縦に開いた瞳が、真っ直ぐに俺を値踏みしている。
(これは——神、なのか? いや、化け物だ)
『——エルピス。希望の名を持つもの』
声が脳に直接響いた。
男でも女でも、老人でも子供でもない。あらゆる声が混ざり合い、感情の一切ない絶対的な命令として俺を貫く。
「……俺は死んだのか?」
自分の声が、あまりにも小さく響く。腹に手を当てたが、傷口はなかった。
『力を与えよう』
神は答えない。俺の問いなど聞こえていないかのように。
「ここはどこだ?」
『喜べ、我が吐き捨てる力を授けられることを』
神の口が開いた。何メートルもの長さを持つ舌が、蛇のように伸び出す。
その先端には眩く輝く光の珠——唾液の中で脈動していた。
生と死、喜びと絶望。すべてが混在する光の珠が、俺に近づいてくる。身体が動かない。
「やめろ!」
叫びは虚しく響く。
『祝え、呪いの力を。呪え、祝いの力を』
矛盾に満ちた言葉が、絶対的な真実として迫ってくる。
「俺に何をするつもりだ」
答えは行動で示された。
光の珠が俺の右目に抉り込まれた。
灼熱。星が爆ぜるような激痛。喉が裂けるほどの悲鳴を上げた。
『妾の契約に縛られた者の一人として生きよ』
右目を押さえながら、俺は吠えた。
「お前はなんだ。俺に何をするんだ!」
神は答えず、ただ嗤った。
『六度、世界を作った』
「世界? なんのことだ?」
『六度、破れた』
神の声が途切れ途切れになる。
『妾は——他の神々に——蹂躙され』
言葉が霞み、意味が掴めない。
『大樹は——朽ちる』
「何を言っているんだ。
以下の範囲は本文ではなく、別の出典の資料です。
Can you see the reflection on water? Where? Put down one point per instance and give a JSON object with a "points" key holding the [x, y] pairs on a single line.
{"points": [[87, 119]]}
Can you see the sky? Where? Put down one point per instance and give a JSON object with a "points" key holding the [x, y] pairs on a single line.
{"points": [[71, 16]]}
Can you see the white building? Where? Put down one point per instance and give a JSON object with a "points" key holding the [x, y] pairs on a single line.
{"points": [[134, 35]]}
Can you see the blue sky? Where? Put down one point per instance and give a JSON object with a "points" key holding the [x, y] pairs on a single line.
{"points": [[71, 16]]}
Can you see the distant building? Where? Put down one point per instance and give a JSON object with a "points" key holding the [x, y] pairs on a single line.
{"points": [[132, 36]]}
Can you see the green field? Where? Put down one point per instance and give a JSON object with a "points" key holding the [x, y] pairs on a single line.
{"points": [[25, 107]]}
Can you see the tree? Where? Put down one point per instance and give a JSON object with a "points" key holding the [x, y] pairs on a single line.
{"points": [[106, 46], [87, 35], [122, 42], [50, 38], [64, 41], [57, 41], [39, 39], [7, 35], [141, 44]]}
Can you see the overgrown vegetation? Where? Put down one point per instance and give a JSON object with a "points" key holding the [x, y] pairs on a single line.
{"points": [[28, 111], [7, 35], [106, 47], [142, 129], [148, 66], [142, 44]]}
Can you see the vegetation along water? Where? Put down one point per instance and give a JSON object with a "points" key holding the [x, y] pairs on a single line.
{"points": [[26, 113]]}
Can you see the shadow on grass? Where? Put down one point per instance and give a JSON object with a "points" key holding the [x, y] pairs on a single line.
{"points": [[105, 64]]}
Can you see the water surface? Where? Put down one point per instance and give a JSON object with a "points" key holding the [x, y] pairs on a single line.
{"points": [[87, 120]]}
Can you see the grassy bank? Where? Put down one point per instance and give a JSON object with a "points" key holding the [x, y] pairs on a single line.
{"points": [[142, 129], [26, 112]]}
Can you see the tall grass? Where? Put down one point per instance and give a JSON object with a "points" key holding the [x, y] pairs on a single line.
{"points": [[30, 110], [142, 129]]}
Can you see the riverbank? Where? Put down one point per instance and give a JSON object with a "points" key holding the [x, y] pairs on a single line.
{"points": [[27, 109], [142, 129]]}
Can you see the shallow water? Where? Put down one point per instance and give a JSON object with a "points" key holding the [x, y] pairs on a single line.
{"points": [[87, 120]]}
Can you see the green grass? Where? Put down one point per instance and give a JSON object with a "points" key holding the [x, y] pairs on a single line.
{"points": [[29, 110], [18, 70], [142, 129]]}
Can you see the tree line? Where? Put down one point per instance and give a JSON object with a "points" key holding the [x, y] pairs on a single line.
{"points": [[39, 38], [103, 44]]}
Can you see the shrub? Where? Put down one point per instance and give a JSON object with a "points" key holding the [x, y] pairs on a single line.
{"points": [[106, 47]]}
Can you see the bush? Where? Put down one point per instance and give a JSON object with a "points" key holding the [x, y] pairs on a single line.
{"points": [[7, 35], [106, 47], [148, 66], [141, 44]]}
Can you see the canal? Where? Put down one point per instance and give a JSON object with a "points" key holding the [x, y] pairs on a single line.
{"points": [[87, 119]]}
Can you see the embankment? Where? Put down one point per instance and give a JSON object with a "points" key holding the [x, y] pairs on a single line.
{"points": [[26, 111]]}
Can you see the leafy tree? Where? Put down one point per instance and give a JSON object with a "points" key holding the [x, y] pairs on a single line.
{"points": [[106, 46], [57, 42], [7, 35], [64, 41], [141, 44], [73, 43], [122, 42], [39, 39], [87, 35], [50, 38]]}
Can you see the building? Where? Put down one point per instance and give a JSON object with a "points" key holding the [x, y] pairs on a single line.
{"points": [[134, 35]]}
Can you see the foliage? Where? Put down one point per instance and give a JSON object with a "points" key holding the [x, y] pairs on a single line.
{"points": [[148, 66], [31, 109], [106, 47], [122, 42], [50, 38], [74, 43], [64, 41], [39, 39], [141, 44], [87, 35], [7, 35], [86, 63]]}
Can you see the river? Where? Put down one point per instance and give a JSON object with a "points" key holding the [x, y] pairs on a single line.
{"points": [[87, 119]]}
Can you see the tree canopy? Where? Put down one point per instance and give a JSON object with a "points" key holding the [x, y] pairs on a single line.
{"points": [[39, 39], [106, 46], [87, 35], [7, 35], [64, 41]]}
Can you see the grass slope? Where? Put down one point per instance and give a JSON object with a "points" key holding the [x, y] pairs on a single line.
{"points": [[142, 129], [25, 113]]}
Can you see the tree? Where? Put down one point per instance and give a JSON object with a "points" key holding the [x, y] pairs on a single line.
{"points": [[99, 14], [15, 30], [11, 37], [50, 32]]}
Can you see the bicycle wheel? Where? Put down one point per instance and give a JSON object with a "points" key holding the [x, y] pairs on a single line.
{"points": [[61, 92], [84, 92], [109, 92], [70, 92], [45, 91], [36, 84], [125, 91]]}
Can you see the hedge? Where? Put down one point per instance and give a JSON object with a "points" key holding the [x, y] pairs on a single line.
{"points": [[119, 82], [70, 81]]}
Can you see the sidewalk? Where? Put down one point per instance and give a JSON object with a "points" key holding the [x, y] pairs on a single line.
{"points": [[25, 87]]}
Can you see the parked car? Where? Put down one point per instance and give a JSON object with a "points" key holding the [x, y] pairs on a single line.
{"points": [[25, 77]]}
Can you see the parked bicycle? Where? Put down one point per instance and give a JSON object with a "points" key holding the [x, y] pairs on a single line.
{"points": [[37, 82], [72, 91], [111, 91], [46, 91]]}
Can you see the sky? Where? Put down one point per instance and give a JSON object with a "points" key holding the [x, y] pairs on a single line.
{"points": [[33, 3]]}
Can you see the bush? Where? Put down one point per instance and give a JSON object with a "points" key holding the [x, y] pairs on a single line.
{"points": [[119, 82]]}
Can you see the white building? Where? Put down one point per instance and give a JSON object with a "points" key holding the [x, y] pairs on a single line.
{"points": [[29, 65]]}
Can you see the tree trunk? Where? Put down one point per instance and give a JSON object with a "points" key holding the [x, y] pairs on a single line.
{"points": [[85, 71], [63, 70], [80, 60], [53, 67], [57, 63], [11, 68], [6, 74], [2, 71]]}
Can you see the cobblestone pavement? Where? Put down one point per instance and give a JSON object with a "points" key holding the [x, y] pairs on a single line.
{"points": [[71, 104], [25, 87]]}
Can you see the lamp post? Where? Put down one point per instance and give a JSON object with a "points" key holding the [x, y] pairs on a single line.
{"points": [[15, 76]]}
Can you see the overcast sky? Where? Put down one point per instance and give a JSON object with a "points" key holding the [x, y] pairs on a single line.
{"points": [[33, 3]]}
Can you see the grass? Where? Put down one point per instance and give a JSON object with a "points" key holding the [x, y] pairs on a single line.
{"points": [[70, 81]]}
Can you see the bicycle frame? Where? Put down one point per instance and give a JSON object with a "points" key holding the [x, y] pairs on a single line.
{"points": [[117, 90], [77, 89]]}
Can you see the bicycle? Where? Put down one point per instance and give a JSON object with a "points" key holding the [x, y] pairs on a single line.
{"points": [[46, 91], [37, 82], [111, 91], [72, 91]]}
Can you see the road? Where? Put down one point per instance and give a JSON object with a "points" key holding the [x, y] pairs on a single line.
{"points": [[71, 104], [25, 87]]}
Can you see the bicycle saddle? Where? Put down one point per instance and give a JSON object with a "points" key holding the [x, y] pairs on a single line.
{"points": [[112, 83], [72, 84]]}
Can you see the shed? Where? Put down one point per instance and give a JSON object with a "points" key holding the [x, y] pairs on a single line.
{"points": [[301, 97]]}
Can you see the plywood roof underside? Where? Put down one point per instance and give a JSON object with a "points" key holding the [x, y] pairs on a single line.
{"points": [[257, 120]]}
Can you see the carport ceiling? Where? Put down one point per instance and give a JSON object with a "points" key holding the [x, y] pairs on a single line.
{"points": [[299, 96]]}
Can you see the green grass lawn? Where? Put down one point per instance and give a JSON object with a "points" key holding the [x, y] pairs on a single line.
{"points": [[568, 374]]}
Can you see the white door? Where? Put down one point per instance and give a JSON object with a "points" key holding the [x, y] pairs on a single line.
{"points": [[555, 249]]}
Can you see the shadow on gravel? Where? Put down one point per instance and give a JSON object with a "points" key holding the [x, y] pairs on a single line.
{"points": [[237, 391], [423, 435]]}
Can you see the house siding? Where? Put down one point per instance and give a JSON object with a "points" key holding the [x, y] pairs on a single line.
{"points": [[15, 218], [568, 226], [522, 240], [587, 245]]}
わかるように言え!」
『七度目の——世界、エルピス、おまえが——』
「何の話だ!」
『皇國を、導け』
「皇國?」
最後、絞り出すように神は呟く。
『希望の子よ、妾のために抗え、足掻け。そして、その生命を儚く散らせ』
(散らせ——だと?)
俺を殺した男と、目の前の女神が重なり合う。
理不尽だ。あまりにも、理不尽すぎる。
リムゾムの顔が浮かんだ。白いブラウスに広がる赤い染み。紫色になった唇。
最後に触れた、彼女の冷たい指先の感触。
「生きて」と言った、あの声。
(散らせ、だと?)
内側から炎が湧き上がった。
「ふざけるな!」
右目の奥で何かが脈動した。埋め込まれた光の珠が、俺の怒りに呼応するように熱を帯びる。
「俺はおまえを見つけ出す——必ず、必ず見つけ出して——」
喉が焼ける。それでも、言葉を吐き出す。
「——復讐する!」
(これは、誓いだ)
リムゾムは言った。「生きて」と。
(だったら、生きてやる)
この神を見つけ出して、必ず——。
光が急速に失われ、白い空間が闇に変わっていく。意識が別の場所へ引きずり込まれる。
神の姿が遠ざかっていく。
(忘れない——絶対に、忘れない)
視界が暗転する。
最後に聞こえたのは——嗤い声だった。
だがそれは、どこか己の運命を哀れんでいるようにも聞こえた。